1. Field of the Invention
The invention relates to radial-axial electromagnetic flux electric motors, coaxial electromagnetic flux electric motors, and rotors for a radial-axial electric motor.
2. Description of Related Art
Many high performance applications, such as electric actuators in aircraft and variable speed motor drives used in defense underwater applications, require highly compact, low mass, and low volume electrical machines. The power density of these high performance electrical machines may be quantified in units of Watt/lb, hp/lb, or kW/Kg to express the power density relative to weight and in units of W/in3 or hp/in3 or kW/m3, to express the machine's power density relative to its volume. When the electrical machine's power is expressed relative to its weight or volume, the relevant power density metric is more readily identifiable.
One way of increasing the power density of an electrical machine is to operate the machine at high speed. Since the machine's power is proportional to the speed at which it operates, higher operational speed provides higher machine power, so long as the flux in the machine is kept constant. Electrical machines with one stator and one rotor are also used to obtain high speed and, thereby, high power density. Additionally, high energy density and high flux density permanent magnets are used in electrical machines to improve their power densities. In all high density machines, though, the one stator and one rotor concept is widely applied.
High power density machines are mostly employed in applications requiting high reliability, such as is required in military and aircraft applications. Usually, related art high power density machines, such as permanent magnet synchronous machines (PMSMs) and permanent magnet brushless direct current (dc) machines (PMBDCMs), are not capable of providing high reliability under all operating conditions.

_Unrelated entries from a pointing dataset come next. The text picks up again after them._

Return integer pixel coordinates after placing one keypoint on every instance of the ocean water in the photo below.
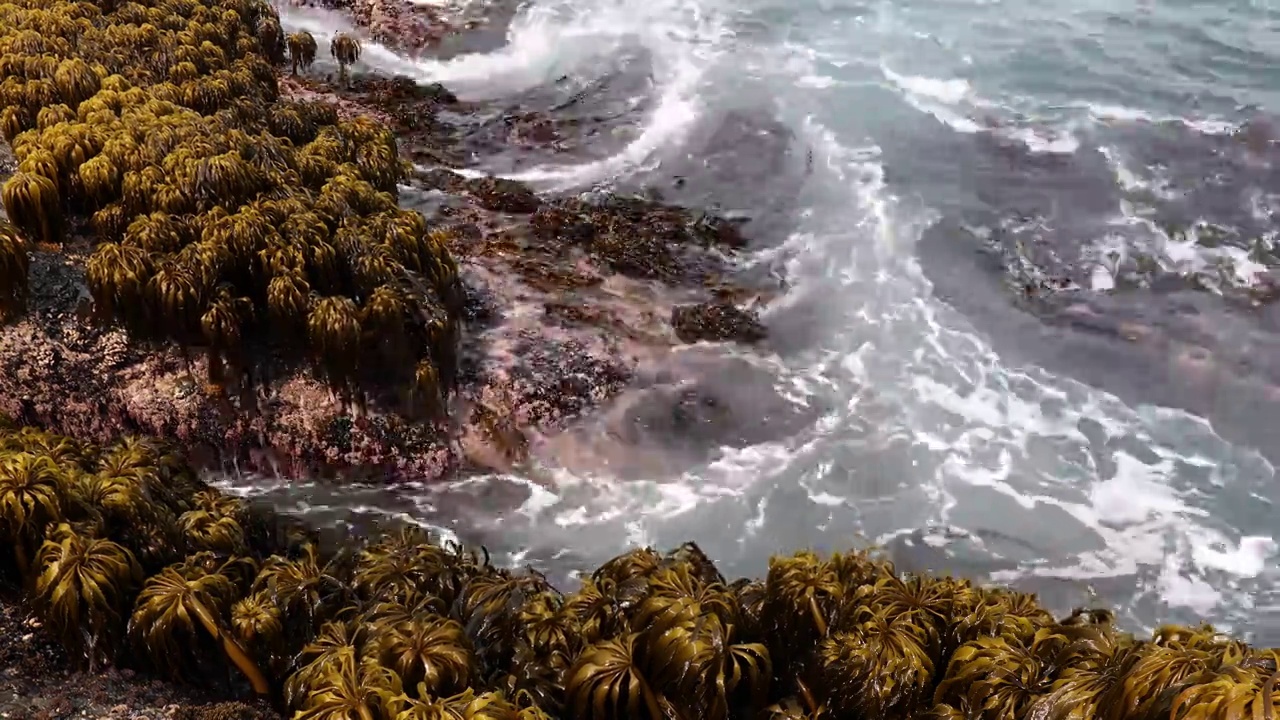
(900, 162)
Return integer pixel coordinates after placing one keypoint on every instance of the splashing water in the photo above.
(926, 438)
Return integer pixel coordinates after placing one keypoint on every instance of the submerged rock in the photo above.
(717, 320)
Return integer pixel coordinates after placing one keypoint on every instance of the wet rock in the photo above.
(531, 130)
(65, 373)
(640, 237)
(717, 320)
(402, 24)
(504, 196)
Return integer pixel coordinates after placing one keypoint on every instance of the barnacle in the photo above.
(302, 50)
(82, 589)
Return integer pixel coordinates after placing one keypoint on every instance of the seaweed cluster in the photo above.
(222, 215)
(132, 560)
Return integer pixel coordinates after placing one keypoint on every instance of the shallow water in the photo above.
(896, 159)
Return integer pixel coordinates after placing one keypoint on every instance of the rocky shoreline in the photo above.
(567, 300)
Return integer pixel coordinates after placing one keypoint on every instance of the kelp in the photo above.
(401, 627)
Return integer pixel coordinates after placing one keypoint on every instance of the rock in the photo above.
(717, 322)
(504, 195)
(401, 24)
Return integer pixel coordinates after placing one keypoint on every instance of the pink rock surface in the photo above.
(556, 329)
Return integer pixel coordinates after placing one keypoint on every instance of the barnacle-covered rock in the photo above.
(403, 627)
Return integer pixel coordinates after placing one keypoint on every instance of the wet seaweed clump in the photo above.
(132, 560)
(222, 217)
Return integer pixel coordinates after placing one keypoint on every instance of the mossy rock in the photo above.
(223, 217)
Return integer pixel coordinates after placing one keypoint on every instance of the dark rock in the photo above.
(717, 322)
(504, 196)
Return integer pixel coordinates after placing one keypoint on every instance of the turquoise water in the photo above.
(903, 162)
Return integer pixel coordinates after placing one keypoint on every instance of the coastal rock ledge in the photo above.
(341, 332)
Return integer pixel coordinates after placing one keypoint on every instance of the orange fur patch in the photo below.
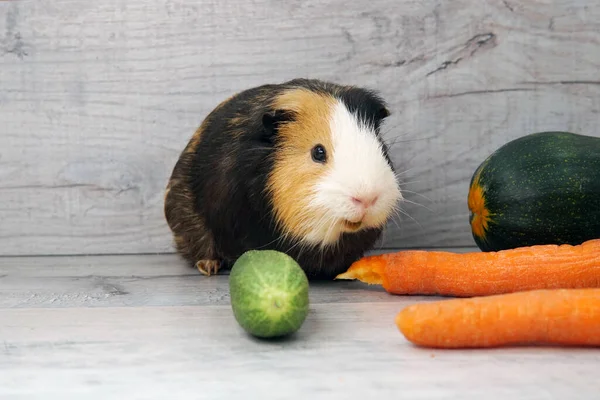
(295, 174)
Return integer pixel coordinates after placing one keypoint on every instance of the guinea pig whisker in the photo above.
(408, 183)
(418, 204)
(417, 194)
(404, 172)
(409, 216)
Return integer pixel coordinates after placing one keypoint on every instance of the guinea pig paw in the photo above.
(208, 267)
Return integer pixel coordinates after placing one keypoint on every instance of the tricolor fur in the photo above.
(248, 178)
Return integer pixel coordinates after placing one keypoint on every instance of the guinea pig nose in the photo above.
(365, 201)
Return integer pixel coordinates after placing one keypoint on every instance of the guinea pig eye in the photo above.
(319, 154)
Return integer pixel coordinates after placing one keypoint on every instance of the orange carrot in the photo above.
(567, 317)
(481, 273)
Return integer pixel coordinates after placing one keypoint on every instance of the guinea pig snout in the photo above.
(362, 204)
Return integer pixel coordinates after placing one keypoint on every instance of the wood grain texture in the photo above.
(171, 335)
(97, 99)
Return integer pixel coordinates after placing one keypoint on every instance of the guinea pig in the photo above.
(299, 167)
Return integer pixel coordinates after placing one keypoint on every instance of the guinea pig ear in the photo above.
(272, 120)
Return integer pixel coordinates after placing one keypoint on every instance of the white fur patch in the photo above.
(356, 167)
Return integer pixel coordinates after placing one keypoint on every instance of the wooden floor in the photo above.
(140, 327)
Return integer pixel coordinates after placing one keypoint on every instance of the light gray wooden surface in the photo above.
(97, 99)
(146, 327)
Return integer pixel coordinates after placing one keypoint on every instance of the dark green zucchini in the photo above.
(542, 188)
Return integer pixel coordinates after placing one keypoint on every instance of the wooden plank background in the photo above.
(97, 99)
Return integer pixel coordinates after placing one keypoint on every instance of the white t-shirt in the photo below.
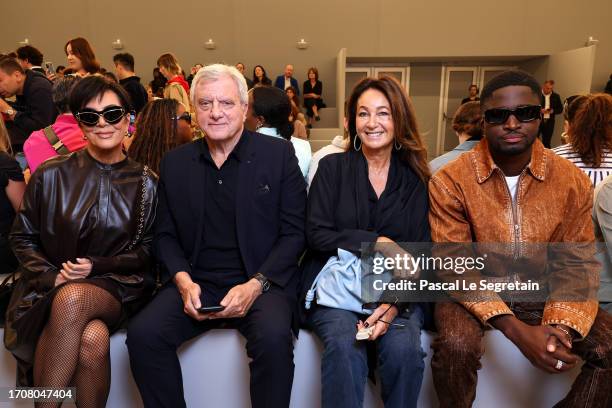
(512, 183)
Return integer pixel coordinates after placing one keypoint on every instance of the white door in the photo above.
(352, 77)
(402, 74)
(455, 86)
(486, 73)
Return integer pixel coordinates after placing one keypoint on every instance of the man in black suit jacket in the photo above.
(287, 77)
(551, 106)
(229, 231)
(33, 109)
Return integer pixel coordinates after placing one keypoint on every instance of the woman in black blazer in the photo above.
(373, 193)
(313, 89)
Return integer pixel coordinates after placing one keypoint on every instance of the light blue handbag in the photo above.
(338, 285)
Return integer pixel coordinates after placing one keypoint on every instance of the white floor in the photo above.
(215, 374)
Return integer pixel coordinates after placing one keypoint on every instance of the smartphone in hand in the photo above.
(211, 309)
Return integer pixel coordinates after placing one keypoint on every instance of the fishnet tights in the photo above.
(73, 349)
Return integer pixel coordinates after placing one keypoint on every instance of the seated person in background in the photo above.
(468, 128)
(376, 193)
(296, 117)
(161, 126)
(124, 68)
(260, 78)
(268, 114)
(339, 143)
(313, 89)
(158, 83)
(59, 71)
(551, 107)
(110, 76)
(83, 237)
(240, 68)
(176, 87)
(81, 58)
(287, 80)
(602, 220)
(64, 136)
(510, 189)
(30, 58)
(229, 232)
(33, 108)
(589, 132)
(194, 70)
(566, 115)
(12, 187)
(473, 97)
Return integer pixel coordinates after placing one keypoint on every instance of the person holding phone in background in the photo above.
(229, 235)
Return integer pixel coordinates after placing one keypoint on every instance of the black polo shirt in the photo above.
(219, 266)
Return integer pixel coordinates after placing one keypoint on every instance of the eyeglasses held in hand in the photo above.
(525, 113)
(380, 319)
(112, 114)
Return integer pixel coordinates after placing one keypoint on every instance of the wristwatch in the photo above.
(265, 283)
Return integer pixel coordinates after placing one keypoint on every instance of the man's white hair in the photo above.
(217, 71)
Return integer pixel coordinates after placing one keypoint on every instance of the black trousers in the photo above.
(547, 127)
(157, 331)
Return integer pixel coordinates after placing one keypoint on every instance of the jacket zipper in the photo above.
(515, 226)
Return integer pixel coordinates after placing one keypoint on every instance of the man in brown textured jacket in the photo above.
(510, 189)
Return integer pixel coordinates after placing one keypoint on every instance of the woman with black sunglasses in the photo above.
(83, 239)
(162, 125)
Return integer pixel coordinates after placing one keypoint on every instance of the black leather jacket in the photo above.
(75, 206)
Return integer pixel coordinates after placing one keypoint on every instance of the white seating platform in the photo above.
(215, 374)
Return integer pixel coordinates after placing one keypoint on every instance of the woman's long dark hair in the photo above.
(590, 129)
(156, 133)
(274, 106)
(264, 80)
(413, 151)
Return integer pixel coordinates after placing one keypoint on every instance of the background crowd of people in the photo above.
(209, 177)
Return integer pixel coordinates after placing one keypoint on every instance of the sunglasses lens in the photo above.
(113, 115)
(88, 118)
(527, 113)
(496, 116)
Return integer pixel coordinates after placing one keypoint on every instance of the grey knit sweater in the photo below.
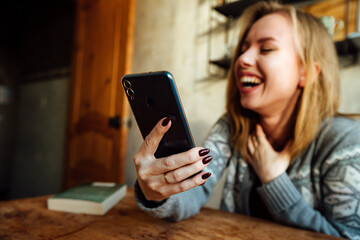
(320, 190)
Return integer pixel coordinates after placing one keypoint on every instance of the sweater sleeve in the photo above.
(339, 214)
(188, 203)
(287, 206)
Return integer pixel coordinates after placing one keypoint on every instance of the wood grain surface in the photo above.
(30, 219)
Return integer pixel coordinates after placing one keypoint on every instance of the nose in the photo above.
(247, 58)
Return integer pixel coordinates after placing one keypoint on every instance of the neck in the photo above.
(278, 126)
(278, 130)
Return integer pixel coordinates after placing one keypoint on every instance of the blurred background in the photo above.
(63, 116)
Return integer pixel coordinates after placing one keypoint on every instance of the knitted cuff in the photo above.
(279, 194)
(154, 208)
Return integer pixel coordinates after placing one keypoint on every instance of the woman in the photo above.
(289, 159)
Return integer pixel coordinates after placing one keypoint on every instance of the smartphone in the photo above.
(153, 96)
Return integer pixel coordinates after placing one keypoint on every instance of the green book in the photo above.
(93, 198)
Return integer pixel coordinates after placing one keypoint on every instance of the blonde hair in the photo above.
(320, 96)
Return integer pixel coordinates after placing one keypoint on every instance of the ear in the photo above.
(316, 69)
(301, 77)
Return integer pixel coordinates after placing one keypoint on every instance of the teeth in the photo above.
(247, 79)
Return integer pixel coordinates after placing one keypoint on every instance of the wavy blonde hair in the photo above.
(319, 98)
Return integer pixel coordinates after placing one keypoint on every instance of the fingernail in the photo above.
(203, 152)
(166, 121)
(207, 159)
(206, 176)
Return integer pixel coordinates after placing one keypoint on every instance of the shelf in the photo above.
(235, 9)
(349, 46)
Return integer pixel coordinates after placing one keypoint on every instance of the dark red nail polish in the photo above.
(166, 121)
(203, 152)
(207, 159)
(206, 176)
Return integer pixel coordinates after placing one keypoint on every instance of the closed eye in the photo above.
(266, 50)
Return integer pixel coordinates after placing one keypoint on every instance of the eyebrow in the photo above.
(262, 40)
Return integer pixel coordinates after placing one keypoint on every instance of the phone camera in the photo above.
(127, 84)
(130, 92)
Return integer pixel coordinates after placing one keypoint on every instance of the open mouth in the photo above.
(250, 81)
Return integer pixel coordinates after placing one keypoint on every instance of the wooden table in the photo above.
(30, 219)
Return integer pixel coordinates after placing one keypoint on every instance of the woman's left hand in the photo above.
(267, 163)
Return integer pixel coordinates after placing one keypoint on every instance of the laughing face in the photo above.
(268, 72)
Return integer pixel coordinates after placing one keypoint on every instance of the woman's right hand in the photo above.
(159, 178)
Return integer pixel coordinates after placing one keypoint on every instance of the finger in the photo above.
(188, 184)
(151, 142)
(176, 161)
(182, 173)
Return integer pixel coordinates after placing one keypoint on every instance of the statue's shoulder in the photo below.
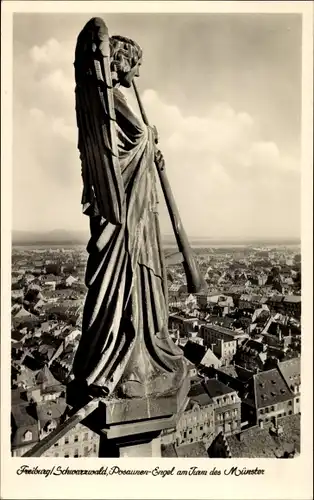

For instance, consider a machine experiencing a short circuit of one phase winding, while the machine is operating. The short circuit causes a large current to flow in the effected winding. Because the effected phase winding is mutually coupled with the other phase windings of the machine, the short circuit current also affects the operation of these other windings. As a result, these other windings are not able to operate in a normal manner, since they may require higher than nominal voltages to operate. The short circuit will bleed power from the source and put it to waste, resulting in low power efficiency. Therefore, such consequences are undesirable.
U.S. Pat. Nos. 3,396,296, 3,602,749, 3,729,642, and 4,114,057 disclose machines employing two stators and one rotor in the radial direction. Each of these patents describe a brush dc machine, with a commutator and two stators, that use permanent magnet excitation both in the radial and axial direction to maximize the induced electromotive force (emf) and, hence, the machine torque. The rotor has the windings and a commutator on its shaft. Since only one winding is used on the rotor to generate torque, the machine's ability to operate with a fault is low or non-existent. Though these patents describe techniques for increasing efficiency, they do little to advance the fault tolerance of the machines.
U.S. Pat. No. 6,373,160 discloses an electric machine with one stator winding and two separate rotors, whose rotational speeds may differ. The disclosed structure is achieved by extending the machine in the axial direction and diminishing the volume of space between the two rotor shafts, thus significantly reducing the power density of the machine. Also, a fault occurring in the stator winding prevents power from being applied to either rotor shaft. These shortcomings limit the applications to which this machine may be applied.
U.S. Pat. No. 6,497,201 discloses a switched reluctance machine architecture having two rotors and two stators. The two rotors are separate but concentrically disposed. The stators are disposed between the inner and outer rotors and are concentrically placed with respect to the rotors. A first rotor and stator pair constitutes a first electrical motor and a second rotor stator pair constitutes a separate, second electrical motor. These two motors are disposed concentrically about one another. The disadvantage of this motor architecture is that it increases the rotor inertia, which is proportional to the fourth power of the diameter. The increased rotor inertia reduces the acceleration of the machine shaft and decreases the dynamic response of the machine to load changes. Also, this architecture does not advance the art in terms of arranging the relative placement of the motors, arranging the stator windings of the motors, and the magnetic arrangement of the rotors.
All reference material cited herein is hereby incorporated into this disclosure by reference.